It was clear Saturday that Chuck Fletcher hadn't completely gotten past the Wild's quick exit from the NHL playoffs. As the team's general manager reflected on a season that ended with Thursday's loss to Chicago in Game 5 of the Western Conference quarterfinals, he spoke repeatedly of his disappointment and frustration, even as he beamed about the improvements that got the Wild that far.

Fletcher knows there will be little time to salve those wounds. He awoke at 3:30 a.m. Saturday, he said, and stared at the ceiling as he pondered what the Wild's roster might look like next season. He expects less drama than last summer, when the signings of Zach Parise and Ryan Suter ratcheted up expectations, but he doesn't plan to stand still, either.

Fletcher confirmed that coach Mike Yeo will return for a third season. He will discuss the future with goaltender Niklas Backstrom, who can become a free agent on July 5, next week. Fletcher also will conduct a detailed analysis of the Wild, though he said his preliminary study indicates improvements in nearly every area.

A reduction in the NHL salary cap means that signing key free agents and adding fresh talent will be even more challenging this summer. But while losing to Chicago in the first round left Fletcher feeling empty, it also sharpened his desire to keep moving ahead.

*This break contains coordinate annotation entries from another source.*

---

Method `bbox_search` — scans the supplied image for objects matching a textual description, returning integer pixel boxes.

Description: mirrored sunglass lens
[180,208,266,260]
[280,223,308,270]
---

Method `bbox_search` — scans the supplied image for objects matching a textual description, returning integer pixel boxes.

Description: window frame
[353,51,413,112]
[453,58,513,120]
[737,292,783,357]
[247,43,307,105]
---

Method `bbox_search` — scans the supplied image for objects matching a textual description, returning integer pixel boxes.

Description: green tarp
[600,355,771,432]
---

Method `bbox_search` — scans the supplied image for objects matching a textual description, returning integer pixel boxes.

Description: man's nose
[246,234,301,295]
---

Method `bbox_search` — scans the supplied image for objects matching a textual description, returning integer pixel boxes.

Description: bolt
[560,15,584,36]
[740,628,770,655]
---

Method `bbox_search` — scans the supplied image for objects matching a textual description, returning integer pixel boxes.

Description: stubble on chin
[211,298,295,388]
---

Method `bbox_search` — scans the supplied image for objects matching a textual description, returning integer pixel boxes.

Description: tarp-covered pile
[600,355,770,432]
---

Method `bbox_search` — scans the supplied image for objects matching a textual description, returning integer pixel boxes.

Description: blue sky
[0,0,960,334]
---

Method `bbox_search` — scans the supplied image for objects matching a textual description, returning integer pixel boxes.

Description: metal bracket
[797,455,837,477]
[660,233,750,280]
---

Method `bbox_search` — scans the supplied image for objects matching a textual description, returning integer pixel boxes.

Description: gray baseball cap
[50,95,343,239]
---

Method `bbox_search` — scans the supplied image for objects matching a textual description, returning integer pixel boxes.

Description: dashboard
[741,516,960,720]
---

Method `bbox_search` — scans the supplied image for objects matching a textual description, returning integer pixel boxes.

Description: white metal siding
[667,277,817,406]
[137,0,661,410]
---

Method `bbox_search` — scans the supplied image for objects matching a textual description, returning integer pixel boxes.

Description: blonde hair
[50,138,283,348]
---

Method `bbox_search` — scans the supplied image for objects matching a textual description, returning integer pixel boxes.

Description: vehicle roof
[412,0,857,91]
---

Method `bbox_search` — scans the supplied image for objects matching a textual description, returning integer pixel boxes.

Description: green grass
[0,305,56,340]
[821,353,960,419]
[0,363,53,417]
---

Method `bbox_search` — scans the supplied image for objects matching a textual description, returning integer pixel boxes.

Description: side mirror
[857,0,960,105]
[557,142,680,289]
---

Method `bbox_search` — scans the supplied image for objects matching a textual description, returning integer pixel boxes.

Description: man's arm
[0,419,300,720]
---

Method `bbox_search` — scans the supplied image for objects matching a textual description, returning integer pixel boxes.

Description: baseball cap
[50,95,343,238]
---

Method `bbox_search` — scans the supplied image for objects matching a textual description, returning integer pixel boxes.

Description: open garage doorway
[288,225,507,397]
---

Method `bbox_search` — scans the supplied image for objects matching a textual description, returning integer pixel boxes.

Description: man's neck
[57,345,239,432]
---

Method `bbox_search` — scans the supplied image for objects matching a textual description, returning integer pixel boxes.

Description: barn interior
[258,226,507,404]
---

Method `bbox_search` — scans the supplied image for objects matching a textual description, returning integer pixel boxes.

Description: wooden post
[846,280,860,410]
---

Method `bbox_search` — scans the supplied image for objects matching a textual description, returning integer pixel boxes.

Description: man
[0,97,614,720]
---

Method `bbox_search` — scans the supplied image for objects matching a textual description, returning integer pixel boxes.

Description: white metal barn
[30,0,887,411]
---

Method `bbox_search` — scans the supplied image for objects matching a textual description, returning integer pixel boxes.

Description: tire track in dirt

"I look at where we were a year ago to where we are now, and there's just been a dramatic improvement, a dramatic difference," Fletcher said. "Clearly we're on the right path. But you play a team like Chicago, you see where you have to get better. Their talent level, their depth is pretty impressive.

"Last year, we were Mikko Koivu and a bunch of prospects. Now, we've got four cornerstone pieces in Mikko and [Ryan] Suter and [Zach] Parise and [Jason] Pominville, and a lot of those prospects we talked about for a few years are now players. … We still have work to do, but we're trending the right way."

In support of Yeo, Fletcher said that the Wild made gains this season in every statistical area other than penalty killing. He was particularly impressed by the fact that the team gave up far fewer shots this season. The Wild was sounder defensively, spent less time in its own zone and was more disciplined, which Fletcher said were signs of a well-coached team. He added that he expects the full coaching staff to return.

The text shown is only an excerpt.